A USP está em greve há mais de 70 dias. O estopim desta mobilização foi a proposta de reajuste zero feita aos funcionários e professores como parte dos cortes no orçamento da universidade realizados pelo Reitor Zago no início do ano. Para além de um ataque às condições de vida dos trabalhadores, estamos diante de um verdadeiro processo de precarização das condições de trabalho, ensino e pesquisa.

Desde o início de sua gestão, Zago tem tentado enganar a comunidade universitária se apresentando supostamente como um reitor do diálogo. No entanto, isso cada vez mais se demonstra uma mentira sem tamanho. Durante todo o período da greve, e apesar das reivindicações de diversas congregações de unidade, o reitor se negou a negociar com os funcionários, professores e estudantes para buscar soluções que atendessem às demandas apresentadas pelas três categorias. Foi o único, dentre os reitores das três universidades públicas paulistas em greve, que se ausentou de todas as reuniões após a reabertura das “negociações” em junho. E agora, diante do impasse que ele mesmo criou, assim como Rodas e Alckmin sempre fizeram, está tratando os problemas e as reivindicações legítimas das categorias como caso de polícia. A máscara deste reitor caiu!

Começamos a semana com uma carta de Zago que ignorava a greve, dizendo que a universidade estava em pleno funcionamento e que as aulas retornariam normalmente. Era claro que o reitor apostava na desmobilização dos estudantes. Ora, esta segunda-feira demonstrou que o reitor está muito enganado: as dezenas de atividades com participação de milhares de estudantes, professores e trabalhadores por toda a USP comprovaram que os estudantes estão lado a lado daqueles que constroem a universidade cotidianamente, apoiando suas reivindicações – que também são nossas, uma vez que a precarização das condições de trabalho na universidade atingem igualmente nossas condições de estudo. Nossa resposta à postura de Zago virá na mobilização pela defesa de uma universidade verdadeiramente pública, gratuita e de qualidade!

O DCE-Livre da USP convida a todos para que se somem ao calendário de mobilização.

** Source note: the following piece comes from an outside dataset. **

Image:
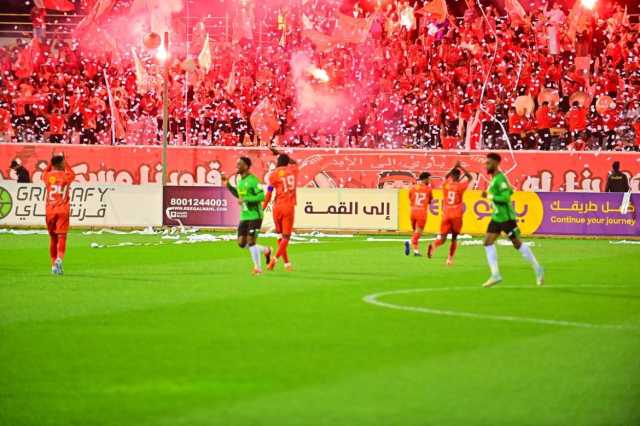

Não aceitaremos que a universidade seja cada vez mais precarizada e que uma greve legítima seja tratada como caso de polícia! Confira e participe das atividades!

 

07/08 – Quinta-FEIRA, 18H, ASSEMBLÉIA GERAL

DOS ESTUDANTES NO VÃO DA HISTORIA E

GEOGRAFIA

 

13/8 – Quarta-FEIRA, 18H, ATO PÚBLICO EM DEFESA DA UNIVERSIDADE PÚBLICA. Greve não é caso de polícia!

 

14/08 – Ato unificado das universidades estaduais paulistas em defesa da educação pública, gratuita e de qualidade!